Please Don’t Come Back from the Moon – Dean Bakopoulos
- When I’m six, my father lives in the basement for a week. He sleeps on the couch, does not shave, never goes to work. Sometimes my mother and I hear him vomiting in the bathroom down there. My mother says he is sick. We sometimes hear him crying, loud sobs. I am not allowed to go downstairs. He stays there for another week, a third week. My mother goes downstairs only after I am in bed, and they yell at each other so that I can’t sleep. One night there is the crash of a broken mirror and the sound of a hole being kicked into the wood paneling. In the morning, my father joins us for breakfast and, clean-shaven, returns to work.
- When I am seven, my father disappears for a weekend. Eventually, my mother calls the police, who finds him hitchiking on the I-75. My mother asks: Where were you going? My father says: Maybe Florida?

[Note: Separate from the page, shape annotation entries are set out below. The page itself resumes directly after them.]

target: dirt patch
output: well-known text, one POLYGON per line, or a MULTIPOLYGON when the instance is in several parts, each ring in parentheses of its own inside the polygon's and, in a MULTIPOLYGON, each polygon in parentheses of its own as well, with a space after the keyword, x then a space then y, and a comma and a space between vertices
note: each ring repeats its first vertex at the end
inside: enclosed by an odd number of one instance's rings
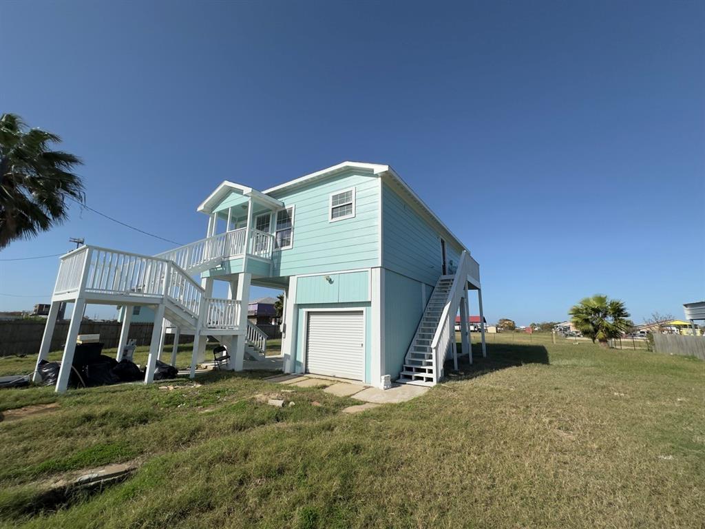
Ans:
POLYGON ((48 404, 37 404, 35 406, 25 406, 18 408, 15 410, 6 410, 0 411, 0 422, 10 422, 13 420, 19 420, 27 417, 34 417, 35 415, 44 415, 56 411, 59 408, 58 402, 50 402, 48 404))

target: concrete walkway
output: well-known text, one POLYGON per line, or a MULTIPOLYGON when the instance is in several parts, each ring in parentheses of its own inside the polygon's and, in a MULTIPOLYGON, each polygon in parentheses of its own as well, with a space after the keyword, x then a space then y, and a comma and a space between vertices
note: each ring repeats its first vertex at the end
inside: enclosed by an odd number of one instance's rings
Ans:
POLYGON ((320 387, 323 391, 337 396, 349 396, 356 401, 368 403, 350 406, 343 411, 355 413, 375 408, 380 404, 396 404, 406 402, 423 395, 429 388, 407 384, 394 384, 389 389, 379 389, 366 386, 355 380, 345 380, 333 377, 317 375, 281 375, 265 379, 270 382, 278 382, 298 387, 320 387))

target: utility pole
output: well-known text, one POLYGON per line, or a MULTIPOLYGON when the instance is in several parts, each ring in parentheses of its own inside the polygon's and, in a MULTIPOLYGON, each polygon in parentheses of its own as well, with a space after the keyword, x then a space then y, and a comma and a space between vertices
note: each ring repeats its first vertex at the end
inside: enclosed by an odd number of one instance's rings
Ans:
POLYGON ((85 242, 85 241, 83 239, 83 238, 76 238, 76 237, 71 237, 71 238, 70 238, 68 239, 68 242, 69 243, 76 243, 76 249, 78 250, 79 248, 80 248, 80 245, 85 242))

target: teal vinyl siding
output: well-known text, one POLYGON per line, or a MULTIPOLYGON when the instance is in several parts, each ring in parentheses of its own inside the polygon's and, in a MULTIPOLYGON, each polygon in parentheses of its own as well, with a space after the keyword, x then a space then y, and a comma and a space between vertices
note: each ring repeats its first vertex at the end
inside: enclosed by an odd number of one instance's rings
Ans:
POLYGON ((439 233, 386 184, 382 186, 382 266, 435 285, 441 272, 439 233))
MULTIPOLYGON (((302 279, 297 279, 297 291, 298 290, 298 281, 302 279)), ((297 298, 298 296, 297 295, 297 298)), ((370 383, 372 378, 371 368, 372 364, 372 319, 370 304, 369 303, 309 303, 300 305, 298 308, 298 326, 296 329, 296 351, 294 355, 294 372, 302 373, 305 370, 304 365, 304 329, 306 327, 306 309, 340 309, 349 308, 350 310, 364 308, 364 382, 366 384, 370 383)))
POLYGON ((296 279, 297 303, 369 301, 369 272, 307 276, 296 279), (325 278, 330 278, 330 281, 325 278))
POLYGON ((422 283, 387 270, 384 273, 384 366, 395 380, 431 297, 433 288, 426 286, 422 298, 422 283))
POLYGON ((295 208, 293 245, 274 252, 274 276, 379 265, 380 199, 376 177, 348 172, 271 196, 295 208), (355 217, 329 221, 331 194, 352 187, 355 217))

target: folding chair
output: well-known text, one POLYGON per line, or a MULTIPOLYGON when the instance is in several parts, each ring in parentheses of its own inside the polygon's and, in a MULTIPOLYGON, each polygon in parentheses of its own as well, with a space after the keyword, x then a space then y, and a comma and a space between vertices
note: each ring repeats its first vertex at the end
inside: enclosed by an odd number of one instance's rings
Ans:
POLYGON ((213 350, 213 365, 216 369, 223 369, 223 365, 227 367, 229 360, 230 355, 225 346, 218 346, 213 350))

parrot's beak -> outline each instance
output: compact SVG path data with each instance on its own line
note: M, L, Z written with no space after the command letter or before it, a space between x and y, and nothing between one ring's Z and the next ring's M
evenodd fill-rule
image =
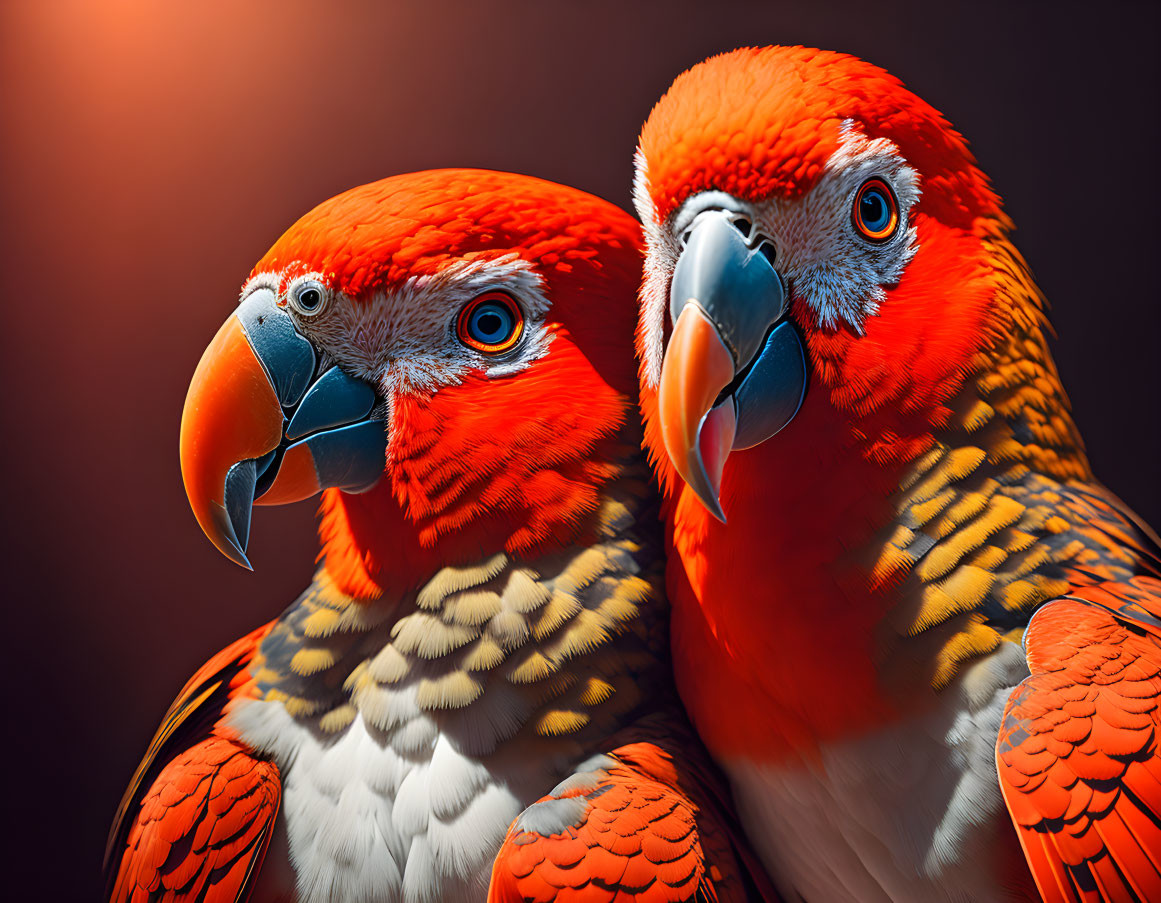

- When I am nine, my father anounces that we are moving to Arizona, and he and my mother stay up all night fighting. My mother says: What do you hope is different for us in goddamn Tucson, Roman? And my father says, ‘Everything.’ But by morning, my father no longer mentions Arizona, and we never move or discuss it again.
- When I am ten, my father kisses a woman at an office party. He confess this to my mother, moves out for a week, and then comes back home, bearing two large pizzas and a jug of root beer.
- When I am eleven my father gets a ticket for drunk driving. My mother threatens to leave him.
- When I am twelve, my father grows a beard and mustache and begins to work in the garden, birdwatch, and listen to opera. He quits drinking for six months and buys a family pass to the Detroit Symphony Orchestra.
- When I was sixteen, my father went to the moon.